Many American cities have instituted attempts to curtail the use of plastic containers and bags. These actions once again bring focus to a hotly debated question in the environmental community: Which is greener – paper or plastic? The answer is complicated, according to Northwestern University recycling and sustainability expert Eric Masanet.
“Many of us instinctively assume that paper is better than plastic, but this is not necessarily true,” said Masanet, an associate professor of mechanical engineering and of chemical and biological engineering at the McCormick School of Engineering and Applied Science. “Paper versus plastic is a classic question in the life cycle assessment field, with many studies having been done. The science shows that moving from plastic to paper is not necessarily ‘greener’ from a life-cycle perspective.”

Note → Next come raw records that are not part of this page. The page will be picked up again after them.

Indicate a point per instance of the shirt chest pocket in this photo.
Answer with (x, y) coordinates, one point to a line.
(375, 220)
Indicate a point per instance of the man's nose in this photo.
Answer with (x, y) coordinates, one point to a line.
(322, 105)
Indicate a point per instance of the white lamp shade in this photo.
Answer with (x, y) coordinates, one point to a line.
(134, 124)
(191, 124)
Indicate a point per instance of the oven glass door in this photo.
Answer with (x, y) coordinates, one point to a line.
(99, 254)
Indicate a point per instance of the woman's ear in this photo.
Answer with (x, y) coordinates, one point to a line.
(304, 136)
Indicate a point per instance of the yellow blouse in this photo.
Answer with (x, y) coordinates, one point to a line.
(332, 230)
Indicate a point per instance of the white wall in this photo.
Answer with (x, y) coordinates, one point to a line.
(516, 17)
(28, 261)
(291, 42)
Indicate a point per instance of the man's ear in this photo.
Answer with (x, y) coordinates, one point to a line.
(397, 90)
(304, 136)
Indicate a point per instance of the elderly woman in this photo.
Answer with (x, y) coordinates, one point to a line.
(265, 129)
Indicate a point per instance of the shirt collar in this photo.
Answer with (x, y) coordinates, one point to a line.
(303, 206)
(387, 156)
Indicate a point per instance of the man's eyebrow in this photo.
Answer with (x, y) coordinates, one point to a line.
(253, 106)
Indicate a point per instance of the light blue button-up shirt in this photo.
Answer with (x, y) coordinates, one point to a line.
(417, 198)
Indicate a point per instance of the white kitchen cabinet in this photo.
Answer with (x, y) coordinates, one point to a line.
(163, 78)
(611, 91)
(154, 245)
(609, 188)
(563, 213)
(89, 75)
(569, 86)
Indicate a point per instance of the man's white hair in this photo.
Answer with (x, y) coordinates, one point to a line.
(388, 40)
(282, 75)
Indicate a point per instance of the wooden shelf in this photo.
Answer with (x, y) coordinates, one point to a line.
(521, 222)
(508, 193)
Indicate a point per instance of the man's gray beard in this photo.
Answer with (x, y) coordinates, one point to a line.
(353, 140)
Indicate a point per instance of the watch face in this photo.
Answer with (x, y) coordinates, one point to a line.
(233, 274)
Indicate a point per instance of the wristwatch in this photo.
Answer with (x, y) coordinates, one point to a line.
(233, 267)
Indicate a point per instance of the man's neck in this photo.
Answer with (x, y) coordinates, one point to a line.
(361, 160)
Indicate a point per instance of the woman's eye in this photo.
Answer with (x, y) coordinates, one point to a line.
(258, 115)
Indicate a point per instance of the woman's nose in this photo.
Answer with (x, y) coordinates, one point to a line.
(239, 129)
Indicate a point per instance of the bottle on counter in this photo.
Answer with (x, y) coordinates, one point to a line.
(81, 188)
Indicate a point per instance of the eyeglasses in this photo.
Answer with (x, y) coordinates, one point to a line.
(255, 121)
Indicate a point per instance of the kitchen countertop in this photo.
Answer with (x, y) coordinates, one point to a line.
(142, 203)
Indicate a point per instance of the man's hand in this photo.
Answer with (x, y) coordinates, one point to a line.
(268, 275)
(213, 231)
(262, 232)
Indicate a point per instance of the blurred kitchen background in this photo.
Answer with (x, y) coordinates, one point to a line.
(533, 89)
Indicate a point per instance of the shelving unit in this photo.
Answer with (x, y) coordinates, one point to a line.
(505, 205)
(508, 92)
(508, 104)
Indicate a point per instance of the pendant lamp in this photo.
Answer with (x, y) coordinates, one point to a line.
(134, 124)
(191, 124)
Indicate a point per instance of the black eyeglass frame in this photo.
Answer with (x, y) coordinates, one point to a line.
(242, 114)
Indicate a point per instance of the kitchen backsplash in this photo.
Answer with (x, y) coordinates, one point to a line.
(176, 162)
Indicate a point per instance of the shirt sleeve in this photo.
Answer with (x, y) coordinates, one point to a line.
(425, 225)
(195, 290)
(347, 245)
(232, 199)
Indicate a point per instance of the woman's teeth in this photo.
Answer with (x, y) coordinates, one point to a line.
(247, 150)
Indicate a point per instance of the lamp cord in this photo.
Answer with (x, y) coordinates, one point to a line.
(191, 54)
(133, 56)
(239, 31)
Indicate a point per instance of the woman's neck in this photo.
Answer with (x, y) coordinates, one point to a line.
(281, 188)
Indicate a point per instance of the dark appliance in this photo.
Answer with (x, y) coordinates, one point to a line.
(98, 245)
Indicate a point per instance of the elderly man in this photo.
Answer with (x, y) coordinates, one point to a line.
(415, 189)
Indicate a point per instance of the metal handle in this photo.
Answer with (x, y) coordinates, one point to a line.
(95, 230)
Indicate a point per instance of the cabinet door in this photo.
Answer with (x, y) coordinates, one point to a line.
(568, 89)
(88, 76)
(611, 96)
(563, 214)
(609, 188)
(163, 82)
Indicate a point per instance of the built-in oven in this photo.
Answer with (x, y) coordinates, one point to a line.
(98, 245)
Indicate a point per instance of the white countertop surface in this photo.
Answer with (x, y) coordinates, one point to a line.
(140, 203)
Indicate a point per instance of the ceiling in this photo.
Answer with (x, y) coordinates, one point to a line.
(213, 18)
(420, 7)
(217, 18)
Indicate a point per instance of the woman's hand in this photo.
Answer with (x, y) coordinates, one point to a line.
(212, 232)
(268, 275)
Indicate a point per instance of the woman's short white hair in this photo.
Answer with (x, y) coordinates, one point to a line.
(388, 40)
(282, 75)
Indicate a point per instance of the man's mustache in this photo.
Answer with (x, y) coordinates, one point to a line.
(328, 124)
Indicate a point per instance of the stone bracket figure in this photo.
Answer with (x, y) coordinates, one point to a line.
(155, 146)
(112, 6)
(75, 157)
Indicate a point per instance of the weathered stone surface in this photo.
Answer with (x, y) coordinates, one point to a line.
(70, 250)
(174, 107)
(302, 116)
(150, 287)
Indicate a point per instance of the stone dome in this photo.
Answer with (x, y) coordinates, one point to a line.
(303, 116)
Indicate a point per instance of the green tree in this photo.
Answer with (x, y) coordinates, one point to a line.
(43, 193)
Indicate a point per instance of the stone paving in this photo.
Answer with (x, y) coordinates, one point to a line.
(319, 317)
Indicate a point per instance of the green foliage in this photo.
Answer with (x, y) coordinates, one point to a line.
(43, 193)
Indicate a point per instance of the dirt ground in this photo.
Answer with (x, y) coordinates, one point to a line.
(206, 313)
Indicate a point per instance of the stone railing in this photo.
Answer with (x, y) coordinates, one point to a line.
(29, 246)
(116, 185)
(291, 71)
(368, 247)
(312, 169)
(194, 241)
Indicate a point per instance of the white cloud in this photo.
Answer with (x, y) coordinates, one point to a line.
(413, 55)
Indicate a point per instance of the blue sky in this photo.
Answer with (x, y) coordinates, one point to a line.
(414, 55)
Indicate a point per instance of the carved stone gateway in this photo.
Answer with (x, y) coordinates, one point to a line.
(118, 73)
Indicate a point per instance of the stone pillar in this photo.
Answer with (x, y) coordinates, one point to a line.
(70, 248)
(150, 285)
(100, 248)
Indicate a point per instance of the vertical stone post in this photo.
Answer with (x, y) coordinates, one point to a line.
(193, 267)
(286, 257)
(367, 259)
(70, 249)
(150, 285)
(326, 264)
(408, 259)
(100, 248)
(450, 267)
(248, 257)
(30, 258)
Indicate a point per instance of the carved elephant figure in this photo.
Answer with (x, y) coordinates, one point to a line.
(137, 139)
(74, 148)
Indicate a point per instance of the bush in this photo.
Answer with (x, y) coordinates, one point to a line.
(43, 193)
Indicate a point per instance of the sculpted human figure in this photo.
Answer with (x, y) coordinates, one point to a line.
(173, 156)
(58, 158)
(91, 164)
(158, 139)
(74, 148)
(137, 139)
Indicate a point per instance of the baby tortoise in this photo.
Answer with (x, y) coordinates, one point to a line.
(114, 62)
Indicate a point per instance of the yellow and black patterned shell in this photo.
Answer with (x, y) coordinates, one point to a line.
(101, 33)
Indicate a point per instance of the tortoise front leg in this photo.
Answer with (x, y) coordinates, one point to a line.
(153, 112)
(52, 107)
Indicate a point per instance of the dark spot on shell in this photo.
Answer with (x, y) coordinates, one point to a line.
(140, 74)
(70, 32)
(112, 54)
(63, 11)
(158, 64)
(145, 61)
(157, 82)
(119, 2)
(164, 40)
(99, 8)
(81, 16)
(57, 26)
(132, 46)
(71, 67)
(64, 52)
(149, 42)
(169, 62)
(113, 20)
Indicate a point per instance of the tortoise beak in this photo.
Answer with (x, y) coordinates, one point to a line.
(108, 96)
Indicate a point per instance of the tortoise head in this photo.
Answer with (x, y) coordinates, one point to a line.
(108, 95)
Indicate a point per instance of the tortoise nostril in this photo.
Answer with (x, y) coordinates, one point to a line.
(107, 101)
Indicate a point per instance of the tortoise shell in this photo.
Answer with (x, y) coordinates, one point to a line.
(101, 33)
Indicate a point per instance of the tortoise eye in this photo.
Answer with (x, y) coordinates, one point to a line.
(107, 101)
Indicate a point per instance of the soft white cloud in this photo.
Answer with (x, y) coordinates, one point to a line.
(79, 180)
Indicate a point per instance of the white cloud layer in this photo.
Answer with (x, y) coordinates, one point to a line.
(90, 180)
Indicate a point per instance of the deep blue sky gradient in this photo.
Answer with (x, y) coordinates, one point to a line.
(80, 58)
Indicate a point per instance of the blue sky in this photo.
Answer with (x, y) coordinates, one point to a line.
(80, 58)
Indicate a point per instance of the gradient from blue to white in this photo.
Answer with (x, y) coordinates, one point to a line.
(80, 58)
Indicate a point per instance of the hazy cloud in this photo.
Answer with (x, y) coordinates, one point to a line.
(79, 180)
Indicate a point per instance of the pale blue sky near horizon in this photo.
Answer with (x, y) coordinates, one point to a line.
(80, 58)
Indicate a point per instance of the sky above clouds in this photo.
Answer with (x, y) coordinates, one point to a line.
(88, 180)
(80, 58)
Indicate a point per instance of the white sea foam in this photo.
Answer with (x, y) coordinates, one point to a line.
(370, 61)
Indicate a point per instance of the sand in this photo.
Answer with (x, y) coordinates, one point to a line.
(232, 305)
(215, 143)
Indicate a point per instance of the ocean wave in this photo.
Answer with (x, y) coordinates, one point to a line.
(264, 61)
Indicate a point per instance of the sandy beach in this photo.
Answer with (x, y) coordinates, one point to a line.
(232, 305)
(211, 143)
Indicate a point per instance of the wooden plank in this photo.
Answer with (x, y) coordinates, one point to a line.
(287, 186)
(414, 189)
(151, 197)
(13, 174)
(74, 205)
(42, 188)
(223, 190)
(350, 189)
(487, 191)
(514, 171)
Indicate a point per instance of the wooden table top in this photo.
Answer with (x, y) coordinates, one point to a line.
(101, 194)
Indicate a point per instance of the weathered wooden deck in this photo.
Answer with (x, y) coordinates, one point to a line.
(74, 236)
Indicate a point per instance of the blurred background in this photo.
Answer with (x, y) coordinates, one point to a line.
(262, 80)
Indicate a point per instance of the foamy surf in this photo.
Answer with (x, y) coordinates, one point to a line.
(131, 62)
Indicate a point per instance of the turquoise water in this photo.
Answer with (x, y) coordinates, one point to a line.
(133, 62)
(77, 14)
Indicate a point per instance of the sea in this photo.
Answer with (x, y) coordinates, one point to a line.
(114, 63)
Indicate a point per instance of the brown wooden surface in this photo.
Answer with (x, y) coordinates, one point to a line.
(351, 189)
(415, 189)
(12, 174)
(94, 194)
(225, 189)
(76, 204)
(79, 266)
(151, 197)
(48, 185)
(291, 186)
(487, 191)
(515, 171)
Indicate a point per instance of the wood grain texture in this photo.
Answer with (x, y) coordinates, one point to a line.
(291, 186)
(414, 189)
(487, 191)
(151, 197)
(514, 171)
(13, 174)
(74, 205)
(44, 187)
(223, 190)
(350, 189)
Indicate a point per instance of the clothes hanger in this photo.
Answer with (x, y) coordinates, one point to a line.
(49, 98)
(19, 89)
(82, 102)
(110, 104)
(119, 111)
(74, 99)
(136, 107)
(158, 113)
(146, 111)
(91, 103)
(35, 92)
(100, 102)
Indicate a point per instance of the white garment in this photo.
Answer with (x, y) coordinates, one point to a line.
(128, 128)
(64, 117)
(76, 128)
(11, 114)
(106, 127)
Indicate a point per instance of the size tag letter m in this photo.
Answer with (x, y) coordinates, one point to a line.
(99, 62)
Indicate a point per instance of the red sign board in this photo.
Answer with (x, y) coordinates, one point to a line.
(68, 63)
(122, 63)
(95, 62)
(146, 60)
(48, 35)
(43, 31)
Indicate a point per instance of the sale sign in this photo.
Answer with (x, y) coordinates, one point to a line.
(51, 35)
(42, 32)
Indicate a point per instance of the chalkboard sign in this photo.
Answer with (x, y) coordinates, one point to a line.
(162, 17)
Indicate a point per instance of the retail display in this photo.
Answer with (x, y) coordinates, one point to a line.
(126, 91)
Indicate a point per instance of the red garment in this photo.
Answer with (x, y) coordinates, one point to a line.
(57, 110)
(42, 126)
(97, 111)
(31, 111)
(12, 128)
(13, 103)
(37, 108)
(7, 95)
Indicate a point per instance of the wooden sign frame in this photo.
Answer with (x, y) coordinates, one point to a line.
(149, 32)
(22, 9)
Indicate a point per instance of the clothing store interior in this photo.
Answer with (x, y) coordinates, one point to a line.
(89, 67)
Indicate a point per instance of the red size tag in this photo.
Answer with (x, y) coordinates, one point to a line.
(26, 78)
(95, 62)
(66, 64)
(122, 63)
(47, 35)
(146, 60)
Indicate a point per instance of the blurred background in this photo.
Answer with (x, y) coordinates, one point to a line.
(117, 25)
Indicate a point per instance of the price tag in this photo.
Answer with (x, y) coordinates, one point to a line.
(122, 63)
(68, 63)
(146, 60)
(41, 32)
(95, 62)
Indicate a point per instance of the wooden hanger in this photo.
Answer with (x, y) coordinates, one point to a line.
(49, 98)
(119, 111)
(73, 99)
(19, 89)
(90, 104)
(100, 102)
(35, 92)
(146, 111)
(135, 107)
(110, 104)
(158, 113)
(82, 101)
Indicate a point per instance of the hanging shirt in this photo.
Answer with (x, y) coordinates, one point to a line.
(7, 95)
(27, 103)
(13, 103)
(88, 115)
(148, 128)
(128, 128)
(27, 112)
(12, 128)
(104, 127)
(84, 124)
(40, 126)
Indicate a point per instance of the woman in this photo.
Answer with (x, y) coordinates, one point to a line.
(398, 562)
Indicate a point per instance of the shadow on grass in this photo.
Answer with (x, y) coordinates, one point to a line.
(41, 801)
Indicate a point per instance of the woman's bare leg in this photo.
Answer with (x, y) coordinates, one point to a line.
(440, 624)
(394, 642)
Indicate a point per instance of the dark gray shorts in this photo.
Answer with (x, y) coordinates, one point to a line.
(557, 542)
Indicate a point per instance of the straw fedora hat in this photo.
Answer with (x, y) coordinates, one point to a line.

Rather, he said, the worthy goal of reducing plastic litter — which can often end up in lakes, rivers, and oceans — may come at the expense of increasing societal energy use, water use and greenhouse gas emissions because paper bags can have higher production and transportation footprints.
“Hard data are required to change behavior, change mindsets and realign incentives in ways that truly lead to environmental benefits.”
Masanet said that the real opportunity is to use the plastic bag ban to encourage greater use of reusable shopping bags, which the science shows are the most environmentally friendly option as long as they are used frequently. He further adds, “Surprising to many, reusable bags made of durable plastics are better in many respects than cotton reusable bags due to the enormous environmental footprint of cotton production and its requirements for water, energy and fertilizers. However, it’s important that these durable plastic bags are recycled properly at their end of life so that they don’t end up worsening the plastic litter problem.”
Sustainability is a complicated field involving quantitative study and tradeoffs to make informed decisions about consumer behavior and consumption, Masanet said.
“Improvements are vital for a clean planet and a healthy economy, but they need to be guided by sound science,” he said. “Hard data are required to change behavior, change mindsets and realign incentives in ways that truly lead to environmental benefits.”
After the Chicago City Council approved a partial ban on the use of plastic shopping bags in the city, some Evanston aldermen said they would like to see the suburb’s city council revisit the issue.